Here then is another article from Goldman Sachs on the China bubble and it's ability to take down markets:
http://www.marketwatch.com/news/story/goldman-sachs-china-risk-market/story.aspx?guid=%7BEF44CF90%2D18BC%2D46E3%2DA096%2D62E0297C9EA0%7D
"On Feb. 27, the Shanghai Composite tumbled nearly 9% on fears that the Chinese government would intervene to slow down the market. The move sparked a sell-off on markets around the world. Read more."
http://www.marketwatch.com/News/Story/global-markets-tumble-china-fear/story.aspx?guid=%7B7AF6B8F5%2D604D%2D4645%2DAA5D%2DFDF7BE804C9B%7D
Roger, do take a look at Hyflux. Their website is a wealth of information, although trying to contact IR is another ballgame. That company is just run well, and poised to be huge for a long time. They will take advantage of water infrastructure building opportunities throughout Asia and Middle East better than any other single entity. Very Muslim friendly, which works in that part of the world, and the founder Olivia Lum is a visionary. The co. is one of the darlings of Singapore. Maybe one day you'll hear about them on CNBC USA, but GE is a competitor.
There is an aggregation of news stories here:
investor village
p.s. I wish you would put an end to the Bill Cara bashing.
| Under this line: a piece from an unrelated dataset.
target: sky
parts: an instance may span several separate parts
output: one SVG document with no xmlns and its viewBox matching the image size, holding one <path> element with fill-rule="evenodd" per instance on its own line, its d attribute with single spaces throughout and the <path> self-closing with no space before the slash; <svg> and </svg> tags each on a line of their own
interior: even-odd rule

It's tasteless, and if they can't take it up directly with the antagonist, they certainly shouldn't be bitching about it here.
The reason no one is critical(politely or otherwise) of Carla on his site, he pulls even the most modest of negative comments. There’s nothing left but fawning and flattery.
This may let some air out of that Shanghai bubble:
China Eases Investment Caps, Lets Banks Buy Overseas (Update2)
By Luo Jun and Zhao Yidi
May 11 (Bloomberg) -- China will allow the country's commercial banks to buy stocks abroad, in a move that may release some of the nation's 35 trillion yuan ($4.6 trillion) of savings on overseas equity markets for the first time.
Chinese commercial banks can invest up to 50 percent of the funds pooled under the so-called qualified domestic institutional investors program, or QDII, in stocks abroad, the China Banking Regulatory Commission said in a statement on its Web site. Investors need to have at least 300,000 yuan to purchase such financial products, the regulator said.
``Some local investors may choose to invest in H shares'' in Hong Kong, said Zhao Zifeng, who manages the equivalent of $1.1 billion of investments at China International Fund Management Co. in Shanghai. ``The government has been working on broadening the QDII investment limit for a long time.'' ...
http://www.bloomberg.com/apps/news?pid=20601087&sid=aDddPDo.dQmk&refer=home
anon 11:47 re BC
could you discuss this further with me at a yahoo message board of your choosing...i'm middle of the road on this issue. no hidden agenda from me.